Caladenia atrochila is a plant in the orchid family Orchidaceae and is endemic to Tasmania. It is a ground orchid with a single hairy leaf and flowers that are whitish or pinkish on the front, but yellowish-green on the back and a cream-coloured labellum with dark red markings.

==Description==
Caladenia atrochila is a terrestrial, perennial, deciduous, herb which grows singly or in small, loose groups. It has an underground tuber and a single, sparsely hairy, narrow linear, dull green leaf, 5-12 cm long and less than 1 mm wide.

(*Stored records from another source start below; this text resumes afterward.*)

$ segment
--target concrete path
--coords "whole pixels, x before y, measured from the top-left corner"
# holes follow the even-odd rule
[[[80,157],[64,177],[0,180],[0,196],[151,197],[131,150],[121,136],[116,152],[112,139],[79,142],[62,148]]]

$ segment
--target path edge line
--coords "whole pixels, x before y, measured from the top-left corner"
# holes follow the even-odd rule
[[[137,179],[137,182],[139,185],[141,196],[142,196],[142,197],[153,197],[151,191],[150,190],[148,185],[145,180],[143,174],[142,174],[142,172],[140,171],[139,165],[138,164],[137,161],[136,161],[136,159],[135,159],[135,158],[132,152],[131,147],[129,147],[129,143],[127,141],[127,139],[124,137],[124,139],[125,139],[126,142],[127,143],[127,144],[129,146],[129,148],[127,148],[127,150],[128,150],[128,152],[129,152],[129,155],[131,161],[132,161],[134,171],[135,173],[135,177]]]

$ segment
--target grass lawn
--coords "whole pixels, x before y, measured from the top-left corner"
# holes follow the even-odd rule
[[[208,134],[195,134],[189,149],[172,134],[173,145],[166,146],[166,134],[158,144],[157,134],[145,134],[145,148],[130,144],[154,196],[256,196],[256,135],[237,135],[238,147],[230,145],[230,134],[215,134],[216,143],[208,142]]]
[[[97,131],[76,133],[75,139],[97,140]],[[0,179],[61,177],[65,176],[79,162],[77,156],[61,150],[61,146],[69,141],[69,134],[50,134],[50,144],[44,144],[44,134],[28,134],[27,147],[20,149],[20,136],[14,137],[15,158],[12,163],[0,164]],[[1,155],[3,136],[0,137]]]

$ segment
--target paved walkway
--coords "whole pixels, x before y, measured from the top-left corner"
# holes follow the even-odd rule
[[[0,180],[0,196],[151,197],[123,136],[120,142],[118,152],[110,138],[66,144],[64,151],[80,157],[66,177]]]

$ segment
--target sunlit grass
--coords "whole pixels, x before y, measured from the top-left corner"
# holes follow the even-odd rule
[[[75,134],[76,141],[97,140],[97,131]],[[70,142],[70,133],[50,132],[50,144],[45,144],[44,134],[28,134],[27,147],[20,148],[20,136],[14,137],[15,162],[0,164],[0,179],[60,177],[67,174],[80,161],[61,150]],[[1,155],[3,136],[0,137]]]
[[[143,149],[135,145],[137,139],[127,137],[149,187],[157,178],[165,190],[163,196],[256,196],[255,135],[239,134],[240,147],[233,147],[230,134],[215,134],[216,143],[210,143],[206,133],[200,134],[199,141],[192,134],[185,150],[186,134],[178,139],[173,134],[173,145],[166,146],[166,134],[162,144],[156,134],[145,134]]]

There are one or two flowers 12-16 mm in diameter borne on a fairly thick, hairy spike 6-16 cm high. The dorsal sepal is erect, 8-11 mm long, about 3 mm wide, and narrow egg-shaped. The lateral sepals and petals are lance-shaped, 7-13 mm long, about 3 mm wide, whitish or pinkish on the front and yellowish-green on the back. The labellum is about 6 mm long and about 7 mm wide and cream-coloured with dark crimson lines. It has three distinct lobes and is erect near its base then more or less horizontal. The lateral lobes are about 3 mm wide, erect and partly enclose the column. The mid-lobe is a narrow triangular shape, about 2 mm long, 1.5 mm wide with between two and four pairs of teeth on its edges. There are two rows of yellow calli with dark red stalks in the centre of the labellum. The column is 6-7 mm long and curves forward near its end. Flowering occurs in November but the flowers are only open for a day or two before self-pollinating.

==Taxonomy and naming==
Caladenia atrochila was first formally described by David Jones in 1998 and the description was published in Australian Orchid Research. The type specimen was collected in Callaghans Scrub near the Arthur River. The specific epithet (atrochila) is derived from the Latin word ater meaning "black" and the Ancient Greek word cheilos meaning "lip" referring to the dark lines on the labellum.

==Distribution and habitat==
This caladenia is only known from dense forest in coastal and near-coastal areas of western Tasmania.